Your education these past four years has strictly involved the spirit of repetition: repetition of reading and writing; the repetition of an academic schedule and a work schedule, and the repetition of prayer and study. God has led you to this freedom through the love of your fathers and mothers, through the guidance of your teachers, and through the example of your supervisors in your employment at the workplace. Your presence in the workplace as employees and students of Cristo Rey Fort Worth Catholic High School has reminded your fellow workers that God is present in the culture of corporations and that businesses have obligations beyond the financial bottom line or those dictated by today’s oligarchs. The fact of your authentic freedom requires gratitude on your part to almighty God. Without thanking God, you will fast fall into the insane misery of redundancy.

¡Viva Cristo Rey! These are the last words spoken by Blessed Miguel Pro, a Mexican Jesuit priest who was martyred almost 100 years ago. He repeated them throughout his life, his education, and his ministry. Father Pro was tied up and led to his execution, and he stretched out his hands and arms in the shape of Jesus on the cross. Immediately before the firing squad killed him, he shouted out the words, “¡Viva Cristo Rey!” Father Pro was not only known for his education and intelligence but also for his humble dedication to his belief in God and his service to other people and members of the Church. This life and service of Father Pro threatened the regime of the atheist Plutarco Calles whose government was engaged in what the author Graham Greene called, the “fiercest persecution of religion seen anywhere” in many years. The name of your school draws its significance from the courageous witness of this Jesuit priest in the face of the powerful oligarchs who coerced many into a way of life without God. ¡Viva Cristo Rey!

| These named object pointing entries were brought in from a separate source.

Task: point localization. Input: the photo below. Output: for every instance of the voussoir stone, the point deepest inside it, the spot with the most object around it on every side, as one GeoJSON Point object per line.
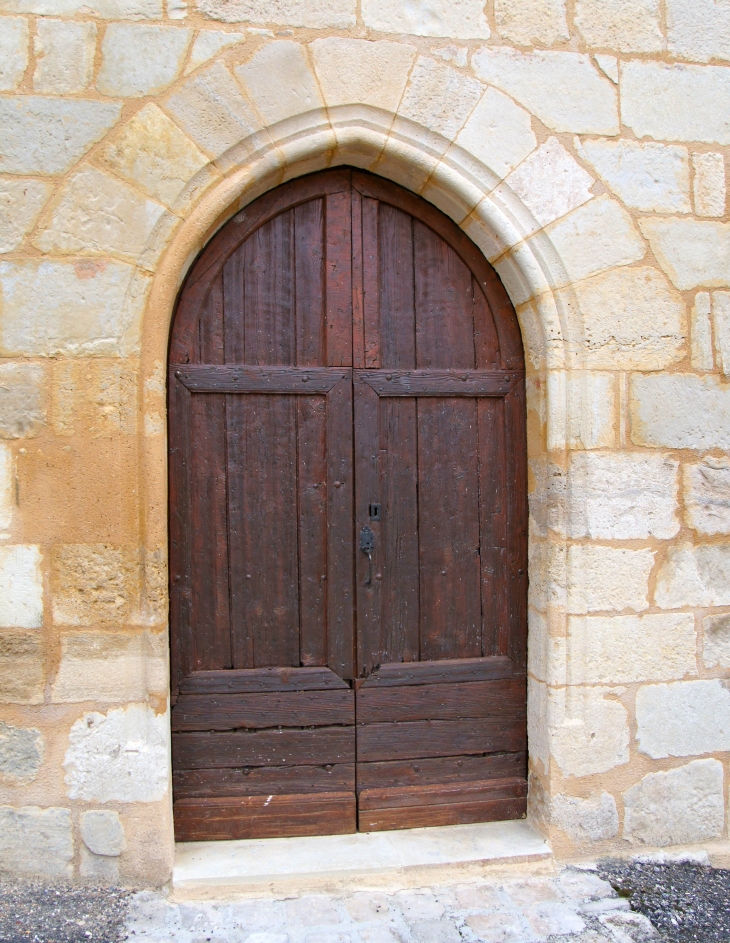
{"type": "Point", "coordinates": [684, 719]}
{"type": "Point", "coordinates": [676, 102]}
{"type": "Point", "coordinates": [48, 135]}
{"type": "Point", "coordinates": [679, 410]}
{"type": "Point", "coordinates": [648, 176]}
{"type": "Point", "coordinates": [677, 807]}
{"type": "Point", "coordinates": [157, 59]}
{"type": "Point", "coordinates": [36, 841]}
{"type": "Point", "coordinates": [118, 756]}
{"type": "Point", "coordinates": [457, 19]}
{"type": "Point", "coordinates": [563, 89]}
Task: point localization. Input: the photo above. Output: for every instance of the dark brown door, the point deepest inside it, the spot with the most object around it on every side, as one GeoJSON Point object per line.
{"type": "Point", "coordinates": [348, 522]}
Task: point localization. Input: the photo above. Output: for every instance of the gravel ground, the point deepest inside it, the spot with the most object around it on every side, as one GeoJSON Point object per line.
{"type": "Point", "coordinates": [685, 902]}
{"type": "Point", "coordinates": [56, 913]}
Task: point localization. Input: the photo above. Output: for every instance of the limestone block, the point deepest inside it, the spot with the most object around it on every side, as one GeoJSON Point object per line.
{"type": "Point", "coordinates": [457, 19]}
{"type": "Point", "coordinates": [13, 52]}
{"type": "Point", "coordinates": [595, 237]}
{"type": "Point", "coordinates": [211, 109]}
{"type": "Point", "coordinates": [694, 576]}
{"type": "Point", "coordinates": [279, 82]}
{"type": "Point", "coordinates": [603, 579]}
{"type": "Point", "coordinates": [48, 135]}
{"type": "Point", "coordinates": [585, 820]}
{"type": "Point", "coordinates": [355, 71]}
{"type": "Point", "coordinates": [721, 326]}
{"type": "Point", "coordinates": [498, 133]}
{"type": "Point", "coordinates": [102, 832]}
{"type": "Point", "coordinates": [698, 29]}
{"type": "Point", "coordinates": [685, 719]}
{"type": "Point", "coordinates": [22, 410]}
{"type": "Point", "coordinates": [707, 496]}
{"type": "Point", "coordinates": [648, 176]}
{"type": "Point", "coordinates": [681, 411]}
{"type": "Point", "coordinates": [36, 841]}
{"type": "Point", "coordinates": [677, 807]}
{"type": "Point", "coordinates": [20, 204]}
{"type": "Point", "coordinates": [106, 667]}
{"type": "Point", "coordinates": [21, 587]}
{"type": "Point", "coordinates": [709, 184]}
{"type": "Point", "coordinates": [701, 332]}
{"type": "Point", "coordinates": [316, 14]}
{"type": "Point", "coordinates": [106, 9]}
{"type": "Point", "coordinates": [96, 213]}
{"type": "Point", "coordinates": [439, 97]}
{"type": "Point", "coordinates": [158, 57]}
{"type": "Point", "coordinates": [152, 152]}
{"type": "Point", "coordinates": [94, 583]}
{"type": "Point", "coordinates": [530, 22]}
{"type": "Point", "coordinates": [716, 633]}
{"type": "Point", "coordinates": [625, 27]}
{"type": "Point", "coordinates": [118, 756]}
{"type": "Point", "coordinates": [588, 729]}
{"type": "Point", "coordinates": [563, 89]}
{"type": "Point", "coordinates": [64, 56]}
{"type": "Point", "coordinates": [622, 496]}
{"type": "Point", "coordinates": [208, 43]}
{"type": "Point", "coordinates": [632, 318]}
{"type": "Point", "coordinates": [21, 753]}
{"type": "Point", "coordinates": [82, 308]}
{"type": "Point", "coordinates": [676, 102]}
{"type": "Point", "coordinates": [22, 677]}
{"type": "Point", "coordinates": [550, 183]}
{"type": "Point", "coordinates": [625, 649]}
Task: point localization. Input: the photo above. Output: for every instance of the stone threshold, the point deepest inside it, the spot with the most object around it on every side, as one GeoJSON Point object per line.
{"type": "Point", "coordinates": [285, 865]}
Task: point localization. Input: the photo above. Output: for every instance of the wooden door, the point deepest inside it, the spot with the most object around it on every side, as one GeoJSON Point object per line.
{"type": "Point", "coordinates": [348, 522]}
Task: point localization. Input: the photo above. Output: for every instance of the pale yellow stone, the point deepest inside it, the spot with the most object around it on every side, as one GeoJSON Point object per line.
{"type": "Point", "coordinates": [623, 25]}
{"type": "Point", "coordinates": [529, 22]}
{"type": "Point", "coordinates": [498, 133]}
{"type": "Point", "coordinates": [208, 43]}
{"type": "Point", "coordinates": [279, 82]}
{"type": "Point", "coordinates": [151, 151]}
{"type": "Point", "coordinates": [679, 410]}
{"type": "Point", "coordinates": [13, 51]}
{"type": "Point", "coordinates": [64, 56]}
{"type": "Point", "coordinates": [439, 98]}
{"type": "Point", "coordinates": [608, 579]}
{"type": "Point", "coordinates": [626, 649]}
{"type": "Point", "coordinates": [563, 89]}
{"type": "Point", "coordinates": [20, 204]}
{"type": "Point", "coordinates": [211, 109]}
{"type": "Point", "coordinates": [48, 135]}
{"type": "Point", "coordinates": [158, 56]}
{"type": "Point", "coordinates": [353, 71]}
{"type": "Point", "coordinates": [701, 332]}
{"type": "Point", "coordinates": [709, 184]}
{"type": "Point", "coordinates": [645, 175]}
{"type": "Point", "coordinates": [457, 19]}
{"type": "Point", "coordinates": [108, 667]}
{"type": "Point", "coordinates": [676, 102]}
{"type": "Point", "coordinates": [97, 214]}
{"type": "Point", "coordinates": [632, 319]}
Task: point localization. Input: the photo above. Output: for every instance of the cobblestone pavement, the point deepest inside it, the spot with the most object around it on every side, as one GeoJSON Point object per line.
{"type": "Point", "coordinates": [574, 906]}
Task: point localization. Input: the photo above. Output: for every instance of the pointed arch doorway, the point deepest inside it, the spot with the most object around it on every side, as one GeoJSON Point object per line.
{"type": "Point", "coordinates": [348, 522]}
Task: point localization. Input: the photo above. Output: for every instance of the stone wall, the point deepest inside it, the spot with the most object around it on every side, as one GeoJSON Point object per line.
{"type": "Point", "coordinates": [583, 147]}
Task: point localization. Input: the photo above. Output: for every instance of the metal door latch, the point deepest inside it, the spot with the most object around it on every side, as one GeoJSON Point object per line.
{"type": "Point", "coordinates": [367, 545]}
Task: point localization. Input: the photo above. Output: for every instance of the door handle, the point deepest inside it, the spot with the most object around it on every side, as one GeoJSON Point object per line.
{"type": "Point", "coordinates": [367, 545]}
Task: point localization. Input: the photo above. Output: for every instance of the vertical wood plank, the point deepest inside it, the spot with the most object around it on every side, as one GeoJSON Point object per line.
{"type": "Point", "coordinates": [448, 527]}
{"type": "Point", "coordinates": [338, 236]}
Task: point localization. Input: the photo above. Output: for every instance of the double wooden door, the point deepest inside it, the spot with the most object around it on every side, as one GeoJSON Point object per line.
{"type": "Point", "coordinates": [347, 522]}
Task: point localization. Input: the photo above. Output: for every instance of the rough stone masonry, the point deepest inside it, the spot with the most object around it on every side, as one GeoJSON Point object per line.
{"type": "Point", "coordinates": [583, 147]}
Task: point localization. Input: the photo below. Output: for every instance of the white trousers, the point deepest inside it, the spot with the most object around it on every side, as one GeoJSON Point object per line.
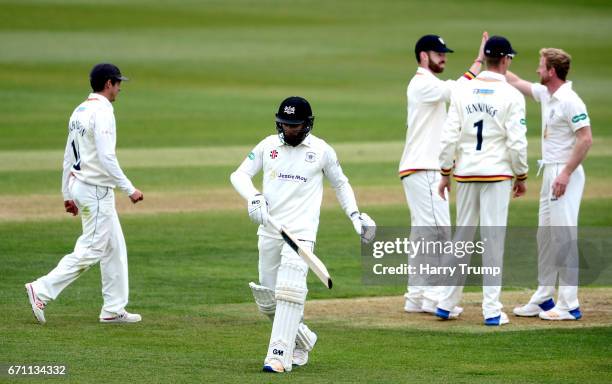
{"type": "Point", "coordinates": [102, 241]}
{"type": "Point", "coordinates": [557, 239]}
{"type": "Point", "coordinates": [428, 212]}
{"type": "Point", "coordinates": [486, 203]}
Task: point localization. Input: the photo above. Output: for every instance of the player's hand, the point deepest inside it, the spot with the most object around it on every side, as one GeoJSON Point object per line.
{"type": "Point", "coordinates": [258, 209]}
{"type": "Point", "coordinates": [519, 188]}
{"type": "Point", "coordinates": [444, 184]}
{"type": "Point", "coordinates": [485, 37]}
{"type": "Point", "coordinates": [136, 196]}
{"type": "Point", "coordinates": [364, 226]}
{"type": "Point", "coordinates": [71, 207]}
{"type": "Point", "coordinates": [560, 184]}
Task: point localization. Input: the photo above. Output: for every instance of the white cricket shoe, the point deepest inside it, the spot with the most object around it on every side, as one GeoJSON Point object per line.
{"type": "Point", "coordinates": [274, 366]}
{"type": "Point", "coordinates": [38, 307]}
{"type": "Point", "coordinates": [497, 320]}
{"type": "Point", "coordinates": [527, 310]}
{"type": "Point", "coordinates": [446, 315]}
{"type": "Point", "coordinates": [411, 307]}
{"type": "Point", "coordinates": [428, 306]}
{"type": "Point", "coordinates": [123, 317]}
{"type": "Point", "coordinates": [530, 310]}
{"type": "Point", "coordinates": [300, 355]}
{"type": "Point", "coordinates": [559, 314]}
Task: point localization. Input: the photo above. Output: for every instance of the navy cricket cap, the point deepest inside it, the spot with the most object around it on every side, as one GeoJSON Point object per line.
{"type": "Point", "coordinates": [294, 110]}
{"type": "Point", "coordinates": [498, 46]}
{"type": "Point", "coordinates": [105, 71]}
{"type": "Point", "coordinates": [430, 43]}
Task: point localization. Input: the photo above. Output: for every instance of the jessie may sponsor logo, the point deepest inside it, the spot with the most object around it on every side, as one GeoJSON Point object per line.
{"type": "Point", "coordinates": [288, 177]}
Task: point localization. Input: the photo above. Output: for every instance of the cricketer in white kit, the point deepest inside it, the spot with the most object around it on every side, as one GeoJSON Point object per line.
{"type": "Point", "coordinates": [566, 139]}
{"type": "Point", "coordinates": [91, 172]}
{"type": "Point", "coordinates": [293, 163]}
{"type": "Point", "coordinates": [419, 170]}
{"type": "Point", "coordinates": [484, 135]}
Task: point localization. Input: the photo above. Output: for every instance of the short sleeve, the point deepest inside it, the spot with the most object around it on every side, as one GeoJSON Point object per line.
{"type": "Point", "coordinates": [576, 114]}
{"type": "Point", "coordinates": [538, 91]}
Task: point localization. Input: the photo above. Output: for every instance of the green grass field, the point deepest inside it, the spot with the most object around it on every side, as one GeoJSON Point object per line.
{"type": "Point", "coordinates": [206, 78]}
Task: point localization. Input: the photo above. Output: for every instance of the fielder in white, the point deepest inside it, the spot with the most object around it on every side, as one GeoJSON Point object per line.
{"type": "Point", "coordinates": [484, 134]}
{"type": "Point", "coordinates": [566, 139]}
{"type": "Point", "coordinates": [419, 169]}
{"type": "Point", "coordinates": [294, 163]}
{"type": "Point", "coordinates": [91, 172]}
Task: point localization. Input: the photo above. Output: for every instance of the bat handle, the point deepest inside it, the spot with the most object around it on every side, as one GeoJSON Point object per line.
{"type": "Point", "coordinates": [275, 224]}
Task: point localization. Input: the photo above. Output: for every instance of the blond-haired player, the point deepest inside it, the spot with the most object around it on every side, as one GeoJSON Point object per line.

Tonight, we thank God for your education, and we pray for those who have accompanied you in making this possible. As you prepare to enter into collegiate life at the universities where you will go and for which you have been prepared to study, it will be your courageous responsibility in true freedom to keep your focus fixed on God and to make Him known amidst a current society and culture of education that has closed itself to God, replacing Him with the idolatry of narcissism in a godless and redundant religion of anarchy and rage. If you exclude God from your life or only offer Him a secondary place, you will soon find your life to be redundant to the point that even if you enjoy material success, you will be miserable and not flourish as a human being created in the diverse beauty of God’s image and likeness. You cannot be indifferent to the truth. Jesus says also to you tonight in this Mass, what He said to Peter in the Gospel — “feed my sheep.”